Pour une littérature inclusive

Pour une littérature inclusive

Parcourir l’ensemble du catalogue « Folio » ainsi que j’y ai été invitée, c’est un peu comme se promener dans les réserves d’un grand musée. Il y a tant de trésors, de titres inventifs et inattendus, de couvertures suggestives. Tant de découvertes à faire, de merveilles à s’approprier, d’auteurs à connaître ! Et les autrices ? Elles sont partout, dans toutes les collections et dans tous les genres, autrices françaises, francophones et étrangères, autrices du passé, autrices d’aujourd’hui.

Mais, dira-t-on, ne serait-il pas préférable, afin de les faire mieux voir, de les isoler, de les mettre à part ? Le geste a été tenté entre 2007 et 2011 dans la collection « Folio 2 € » avec la série « Femmes de lettres ». Une vingtaine de titres ont été édités, depuis des extraits des Mémoires de Marguerite de Valois au XVIe siècle jusqu’à une nouvelle d’Elsa Triolet, Les Amants d’Avignon, au XXe, et avec eux des textes de Marie-Catherine d’Aulnoy, Marie-Madeleine de Lafayette, Marie de Sévigné pour le XVIIe siècle, Gabrielle de Villeneuve, Isabelle de Charrière, Marie-Jeanne Riccoboni, Félicité de Genlis, Henriette Campan, Germaine de Staël, Jeanne-Marie Roland et Olympe de Gouges pour le siècle suivant, George Sand, Flora Tristan, Marie d’Agoult, Sophie de Ségur, Isabelle Eberhardt, Renée Vivien au XIXe siècle et Simone de Beauvoir et Annie Ernaux au XXe. C’était une manière de rendre visibles des œuvres de ce « matrimoine » considérable constitué par des autrices de toutes les époques et de tous les styles, en faisant état de la diversité de leurs démarches et de la multiplicité de leurs voix. C’était aussi une façon de les rendre à nouveau disponibles, dans une perspective de redécouverte et de revalorisation.

Aujourd’hui, le regard critique a changé. S’il n’est pas question d’ignorer la présence des femmes en littérature, comme dans tous les autres domaines de la création artistique, il ne s’agit pas de les considérer ensemble, enfermées dans une identité commune, celle que leur conférerait d’office le sexe qui est le leur. Un tel principe a été affirmé avec force dans la préface de Femmes et littérature. Une histoire culturelle, paru en « Folio essais » en 2020 : aujourd’hui comme hier, le domaine de la littérature compte des hommes et des femmes qui font et qui ont fait métier d’écrire, qui sont et qui ont été poètes, dramaturges, essayistes, journalistes, épistoliers et épistolières, romanciers et romancières, et ont parfois travaillé ensemble.
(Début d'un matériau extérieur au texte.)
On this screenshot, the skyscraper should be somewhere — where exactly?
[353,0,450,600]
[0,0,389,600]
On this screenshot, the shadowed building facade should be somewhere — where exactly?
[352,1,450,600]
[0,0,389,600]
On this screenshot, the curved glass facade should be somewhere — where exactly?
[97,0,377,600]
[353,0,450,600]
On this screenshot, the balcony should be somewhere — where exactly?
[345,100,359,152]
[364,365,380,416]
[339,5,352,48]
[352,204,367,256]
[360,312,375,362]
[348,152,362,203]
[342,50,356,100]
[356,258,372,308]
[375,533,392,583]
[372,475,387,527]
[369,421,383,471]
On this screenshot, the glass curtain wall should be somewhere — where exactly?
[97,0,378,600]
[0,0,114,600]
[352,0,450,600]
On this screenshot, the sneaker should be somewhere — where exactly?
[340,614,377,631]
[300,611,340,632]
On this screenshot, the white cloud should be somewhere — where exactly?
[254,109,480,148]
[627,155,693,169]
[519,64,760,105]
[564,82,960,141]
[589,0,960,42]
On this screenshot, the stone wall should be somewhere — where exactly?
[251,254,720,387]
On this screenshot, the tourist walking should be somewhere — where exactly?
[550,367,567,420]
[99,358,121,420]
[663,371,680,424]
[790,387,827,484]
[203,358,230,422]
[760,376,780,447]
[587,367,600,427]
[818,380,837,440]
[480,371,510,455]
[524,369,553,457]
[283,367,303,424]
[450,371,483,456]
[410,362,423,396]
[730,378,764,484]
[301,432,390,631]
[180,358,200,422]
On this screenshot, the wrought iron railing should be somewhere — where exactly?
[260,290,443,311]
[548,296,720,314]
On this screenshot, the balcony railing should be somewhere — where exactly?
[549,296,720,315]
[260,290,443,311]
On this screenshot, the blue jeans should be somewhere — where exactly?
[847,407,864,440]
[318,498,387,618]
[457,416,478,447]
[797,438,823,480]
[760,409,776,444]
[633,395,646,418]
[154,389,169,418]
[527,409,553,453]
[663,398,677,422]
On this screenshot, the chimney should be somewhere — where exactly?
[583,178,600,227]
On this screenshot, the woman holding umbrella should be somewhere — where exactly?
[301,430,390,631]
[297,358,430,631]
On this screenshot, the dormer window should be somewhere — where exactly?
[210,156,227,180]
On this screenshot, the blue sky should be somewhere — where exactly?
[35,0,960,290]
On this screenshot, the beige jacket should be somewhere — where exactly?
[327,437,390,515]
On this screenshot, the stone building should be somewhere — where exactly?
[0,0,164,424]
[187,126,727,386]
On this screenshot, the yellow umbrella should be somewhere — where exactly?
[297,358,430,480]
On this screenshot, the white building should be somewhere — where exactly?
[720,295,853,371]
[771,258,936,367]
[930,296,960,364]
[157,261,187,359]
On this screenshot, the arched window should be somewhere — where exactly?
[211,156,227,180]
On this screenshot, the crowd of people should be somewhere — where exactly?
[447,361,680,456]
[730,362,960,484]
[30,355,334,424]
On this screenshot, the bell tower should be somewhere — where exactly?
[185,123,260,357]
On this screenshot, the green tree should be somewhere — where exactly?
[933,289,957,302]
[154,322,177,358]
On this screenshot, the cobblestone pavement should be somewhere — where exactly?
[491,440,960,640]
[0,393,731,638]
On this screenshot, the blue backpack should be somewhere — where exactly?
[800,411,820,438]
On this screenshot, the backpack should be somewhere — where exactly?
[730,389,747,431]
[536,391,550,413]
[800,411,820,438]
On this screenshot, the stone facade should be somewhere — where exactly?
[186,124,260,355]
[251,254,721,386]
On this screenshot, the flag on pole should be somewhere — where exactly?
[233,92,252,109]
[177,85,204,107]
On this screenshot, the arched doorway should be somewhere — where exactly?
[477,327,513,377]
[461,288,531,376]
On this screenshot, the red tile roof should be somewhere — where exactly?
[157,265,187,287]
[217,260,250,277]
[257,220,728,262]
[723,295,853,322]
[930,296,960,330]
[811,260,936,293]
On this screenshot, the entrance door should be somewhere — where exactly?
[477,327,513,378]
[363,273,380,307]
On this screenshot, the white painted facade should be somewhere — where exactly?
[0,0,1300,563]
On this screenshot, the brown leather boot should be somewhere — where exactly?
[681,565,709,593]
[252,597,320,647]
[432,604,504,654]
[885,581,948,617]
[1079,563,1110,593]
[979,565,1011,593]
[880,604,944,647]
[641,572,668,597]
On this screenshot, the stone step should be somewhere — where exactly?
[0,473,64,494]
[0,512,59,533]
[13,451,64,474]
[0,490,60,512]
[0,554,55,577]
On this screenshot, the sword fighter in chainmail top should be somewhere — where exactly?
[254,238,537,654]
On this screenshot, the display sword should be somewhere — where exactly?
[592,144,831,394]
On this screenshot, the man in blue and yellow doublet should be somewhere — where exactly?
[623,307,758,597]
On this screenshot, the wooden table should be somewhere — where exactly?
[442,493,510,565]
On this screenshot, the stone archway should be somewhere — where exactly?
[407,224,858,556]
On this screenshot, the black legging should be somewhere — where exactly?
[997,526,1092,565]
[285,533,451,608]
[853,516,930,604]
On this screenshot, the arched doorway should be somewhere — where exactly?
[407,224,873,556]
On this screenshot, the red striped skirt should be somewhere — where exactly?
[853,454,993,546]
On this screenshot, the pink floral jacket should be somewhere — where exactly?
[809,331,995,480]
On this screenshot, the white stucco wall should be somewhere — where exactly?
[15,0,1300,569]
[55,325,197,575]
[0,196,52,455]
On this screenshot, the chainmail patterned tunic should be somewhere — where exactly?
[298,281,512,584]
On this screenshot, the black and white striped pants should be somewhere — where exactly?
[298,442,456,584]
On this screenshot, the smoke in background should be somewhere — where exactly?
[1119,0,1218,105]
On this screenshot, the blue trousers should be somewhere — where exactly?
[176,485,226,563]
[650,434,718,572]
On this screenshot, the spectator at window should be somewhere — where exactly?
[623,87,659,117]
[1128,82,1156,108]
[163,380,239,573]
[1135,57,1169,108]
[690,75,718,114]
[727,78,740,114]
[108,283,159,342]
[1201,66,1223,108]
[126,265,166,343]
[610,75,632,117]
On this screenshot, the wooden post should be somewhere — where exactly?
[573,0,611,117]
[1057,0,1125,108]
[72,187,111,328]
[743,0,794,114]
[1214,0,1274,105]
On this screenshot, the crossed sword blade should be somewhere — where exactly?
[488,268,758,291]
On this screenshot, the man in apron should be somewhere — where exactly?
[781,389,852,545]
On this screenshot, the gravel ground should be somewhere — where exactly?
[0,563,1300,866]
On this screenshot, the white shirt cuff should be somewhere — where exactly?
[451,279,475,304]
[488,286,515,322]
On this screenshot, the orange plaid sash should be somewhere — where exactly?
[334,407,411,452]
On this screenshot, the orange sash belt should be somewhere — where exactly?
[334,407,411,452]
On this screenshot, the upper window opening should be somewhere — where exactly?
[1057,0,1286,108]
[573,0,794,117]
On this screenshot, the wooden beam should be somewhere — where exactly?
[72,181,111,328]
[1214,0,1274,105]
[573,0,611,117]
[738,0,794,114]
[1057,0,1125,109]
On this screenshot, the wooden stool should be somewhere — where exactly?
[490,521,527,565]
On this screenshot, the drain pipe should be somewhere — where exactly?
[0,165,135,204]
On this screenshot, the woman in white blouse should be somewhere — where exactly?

Cette histoire-là conduit de Marie de France (la première écrivaine de la littérature française, au XIIe siècle) à Leila Slimani ; elle dure depuis neuf siècles et assure la grande singularité de la production littéraire de langue française. Elle se doit de trouver pleinement sa place dans tout récit portant sur l’histoire et sur l’état actuel de la littérature : elle en fait partie, et comme telle doit également faire partie des connaissances littéraires communément appréciées et partagées dans le cadre des enseignements à l’école comme des loisirs à la maison.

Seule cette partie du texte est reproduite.